Он и явился. К вечеру позвонил старый, ещё по Спасску, приятель. Федор занимал в отделе оперчекистской работы наркомата не слишком большую, но весьма важную должность, и кабинет его не сильно отличался от хором заместителей комиссара. Он вызвал (не пригласил, вызвал) капитана к себе. Добрый час друг и соратник крыл его таким матом, какого Скачков и на курсах унтер-офицеров в старой армии не слыхивал. Из небольшого количества цензурных слов, вкраплённых в виртуозные пассажи, посвящённые родственникам проштрафившегося, тот понял, что сорвал по глупости тщательно подготовленную комбинацию экономического отдела и по справедливости должен сгнить где-нибудь в солнечной Республике Коми.

Друг Фёдор, не прекращая орать, крупно написал что-то на листе бумаги и подвинул его капитану. «Мудак, – прочитал Скачков. – Не знал, кто за чавелой, не хрен лезть было.
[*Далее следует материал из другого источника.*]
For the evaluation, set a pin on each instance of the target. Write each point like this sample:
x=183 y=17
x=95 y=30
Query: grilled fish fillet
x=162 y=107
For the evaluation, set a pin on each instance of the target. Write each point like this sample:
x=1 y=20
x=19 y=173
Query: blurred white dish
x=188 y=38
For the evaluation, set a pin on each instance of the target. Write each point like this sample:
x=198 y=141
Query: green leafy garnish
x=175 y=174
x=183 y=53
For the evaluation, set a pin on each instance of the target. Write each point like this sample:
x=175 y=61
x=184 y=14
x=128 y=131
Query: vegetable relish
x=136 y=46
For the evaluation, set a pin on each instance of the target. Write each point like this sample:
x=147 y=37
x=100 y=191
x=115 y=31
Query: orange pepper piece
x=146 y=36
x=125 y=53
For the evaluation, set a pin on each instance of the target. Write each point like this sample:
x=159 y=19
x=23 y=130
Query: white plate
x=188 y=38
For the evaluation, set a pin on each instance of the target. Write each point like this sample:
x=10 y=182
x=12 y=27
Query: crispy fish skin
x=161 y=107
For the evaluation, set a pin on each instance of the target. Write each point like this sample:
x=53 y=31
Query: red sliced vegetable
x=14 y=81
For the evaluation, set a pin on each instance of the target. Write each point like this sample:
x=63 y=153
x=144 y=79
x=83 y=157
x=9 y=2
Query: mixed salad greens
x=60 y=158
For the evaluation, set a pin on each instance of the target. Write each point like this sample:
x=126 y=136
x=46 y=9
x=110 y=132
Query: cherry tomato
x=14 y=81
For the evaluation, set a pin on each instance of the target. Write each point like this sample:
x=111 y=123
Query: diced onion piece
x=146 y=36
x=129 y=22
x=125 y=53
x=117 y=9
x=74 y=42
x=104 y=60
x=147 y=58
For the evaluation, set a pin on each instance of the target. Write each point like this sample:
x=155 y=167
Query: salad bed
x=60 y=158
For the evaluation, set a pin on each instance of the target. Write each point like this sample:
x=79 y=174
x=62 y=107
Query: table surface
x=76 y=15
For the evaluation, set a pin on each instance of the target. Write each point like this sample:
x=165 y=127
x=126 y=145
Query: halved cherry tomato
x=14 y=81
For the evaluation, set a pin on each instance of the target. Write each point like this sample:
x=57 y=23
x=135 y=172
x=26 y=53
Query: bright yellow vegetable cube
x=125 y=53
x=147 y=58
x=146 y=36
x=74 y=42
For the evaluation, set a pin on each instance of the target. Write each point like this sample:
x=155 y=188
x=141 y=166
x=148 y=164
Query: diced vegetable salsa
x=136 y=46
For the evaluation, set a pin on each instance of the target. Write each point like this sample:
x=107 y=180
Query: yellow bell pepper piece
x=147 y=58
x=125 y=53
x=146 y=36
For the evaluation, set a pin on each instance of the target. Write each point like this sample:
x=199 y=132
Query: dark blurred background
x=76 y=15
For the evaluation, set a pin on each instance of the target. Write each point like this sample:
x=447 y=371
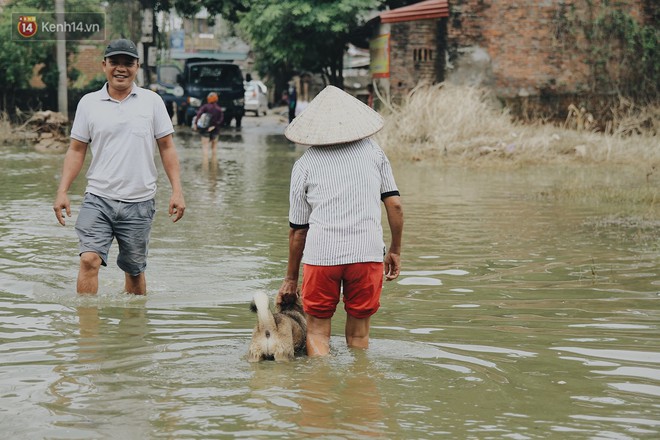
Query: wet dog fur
x=277 y=336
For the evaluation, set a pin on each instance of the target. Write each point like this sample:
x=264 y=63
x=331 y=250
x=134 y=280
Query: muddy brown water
x=517 y=315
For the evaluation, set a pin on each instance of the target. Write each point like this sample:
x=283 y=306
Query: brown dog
x=279 y=336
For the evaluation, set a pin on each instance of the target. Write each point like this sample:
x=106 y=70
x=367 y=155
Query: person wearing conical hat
x=335 y=218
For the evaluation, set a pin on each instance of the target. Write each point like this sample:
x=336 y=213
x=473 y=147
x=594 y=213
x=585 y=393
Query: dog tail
x=261 y=305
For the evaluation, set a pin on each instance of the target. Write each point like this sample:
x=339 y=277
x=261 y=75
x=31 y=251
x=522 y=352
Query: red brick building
x=521 y=49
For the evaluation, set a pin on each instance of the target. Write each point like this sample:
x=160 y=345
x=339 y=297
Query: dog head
x=276 y=336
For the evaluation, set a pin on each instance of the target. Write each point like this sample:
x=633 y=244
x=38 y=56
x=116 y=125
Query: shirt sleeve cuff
x=383 y=196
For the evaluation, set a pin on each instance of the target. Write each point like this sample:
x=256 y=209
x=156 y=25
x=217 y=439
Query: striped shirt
x=336 y=191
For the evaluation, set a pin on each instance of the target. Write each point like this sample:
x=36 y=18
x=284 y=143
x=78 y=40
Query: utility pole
x=63 y=82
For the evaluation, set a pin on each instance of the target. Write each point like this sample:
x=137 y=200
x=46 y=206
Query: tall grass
x=467 y=124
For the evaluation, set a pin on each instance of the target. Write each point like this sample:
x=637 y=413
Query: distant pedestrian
x=293 y=102
x=207 y=123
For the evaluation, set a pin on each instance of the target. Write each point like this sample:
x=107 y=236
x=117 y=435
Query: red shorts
x=322 y=286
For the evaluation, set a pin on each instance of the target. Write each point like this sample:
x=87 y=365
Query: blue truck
x=185 y=91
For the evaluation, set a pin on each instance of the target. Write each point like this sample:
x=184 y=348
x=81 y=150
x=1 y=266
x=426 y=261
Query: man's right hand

Кайся поубедительнее, дураком прикидывайся, попробуем вытащить».

Скачков, с белыми от злости и обиды губами, последовал совету, сообразив, что другого выхода нет.

– В Москве вам не место. Усердны не по разуму. Но я доложу Коллегии, что злого умысла с вашей стороны не просматривается, – закончил аудиенцию старый приятель. – От службы вы пока отстранены. Отправляйтесь под домашний арест без приставления часового и помните: вашу вину до известной степени смягчает только то, что до сего момента вы беззаветно служили Революции.

О переводе на Соловки начальником тюрьмы капитана уведомили после собеседования в трёх инстанциях. В последней, у начальника Севзапотдела ГУЛага, дали расписаться под приказом и вручили инструкцию под грифом «Секретно».

На «отвальную» к нему зашёл друг – Фёдор. Он же и на вокзал отвёз, по дороге рассказал, сколько трудов стоило отмазать дурака. Изъятые драгоценности пришлось оприходовать, и для «оперативных нужд» они стали недоступны.

– Тебя, раздолбая, под горячую руку хотели по тому же делу пустить, как наводчика, спасибо, комиссар был «не в доле», рассудил объективно. Ну и анкета твоя подмогла. Годика три попашешь «на холодке», а там, глядишь, обратно заберём.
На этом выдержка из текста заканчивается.